For each index visit, we analyzed whether each applicable deficiency was addressed and the percentage of applicable deficiencies that were addressed. As a secondary analysis, we evaluated the proportion of management goals met as of the day prior to the RCT study period and the last day of the study period for each practice (ie, patient-level as opposed to visit-level analysis).

Data Analysis

Baseline characteristics of clinicians and patients were analyzed using standard descriptive statistics. The primary outcome was the mean percentage of deficiencies in care management addressed per visit in an intention-to-treat analysis. In other words, outcomes of all patients assigned to intervention PCPs were compared with outcomes of all patients assigned to usual care PCPs, regardless of whether the PCP used the Smart Form at a given visit or with a given patient. The primary outcome was analyzed using binomial logistic regression (ie, with the dependent variable in the form X/N, where N equals the number of deficiencies and X equals the number of deficiencies addressed). To adjust for potential confounders, we created multivariable models that included all patient- and provider-level covariates that were significant predictors of the outcome from bivariable testing at a P <.10 level. Nonsignificant collinear terms then were removed from the final model for parsimony. We used generalized estimating equations (with PROC GENMOD in SAS 9.1 [SAS Institute, Inc, Cary, NC]) to adjust for clustering of patients by provider (ie, taking into account the fact that outcomes were analyzed at the visit or patient level while randomization occurred at the provider level and that patients of one provider might be more similar to one another than patients of other providers). These analyses were repeated for each individual quality measure using logistic regression models.

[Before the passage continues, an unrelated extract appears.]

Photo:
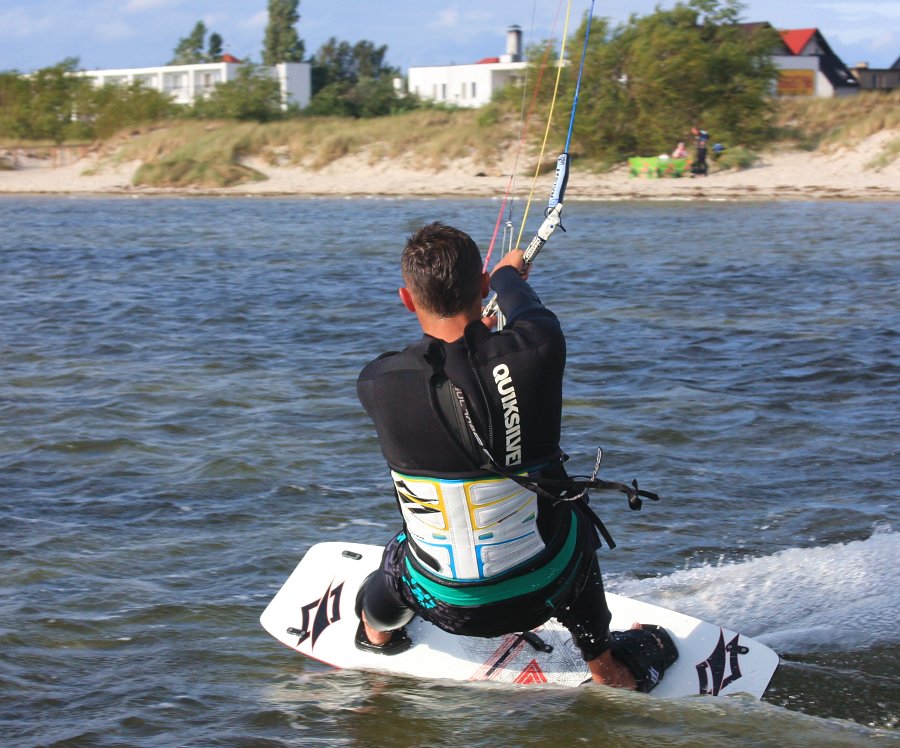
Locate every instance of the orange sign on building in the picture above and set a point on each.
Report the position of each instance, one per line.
(796, 83)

For patient-level analyses, binomial logistic regression was used in which X/N represented the total number of goals met over the number of applicable goals for that patient (ie, depending on the patient’s conditions). Repeated-measures analysis was conducted to evaluate whether the intervention was associated with greater improvement in the proportion of goals met at the end of the study compared with the beginning (ie, reported P values are for the interaction term of [intervention arm]*[time]).

Last, we repeated the above using “on-treatment” analyses, comparing outcomes for patients of PCPs who used the Smart Form during a given visit (in visit-level analyses) or with a given patient at all (for patient-level analyses) with outcomes for both control patients and patients of intervention PCPs for whom the Smart Form was not used. These 2 “nonuse” groups were combined in some analyses to evaluate the overall association between Smart Form use and outcomes. Unless otherwise stated, 2-sided P values less than .05 were considered significant. All analyses were conducted using SAS version 9.1.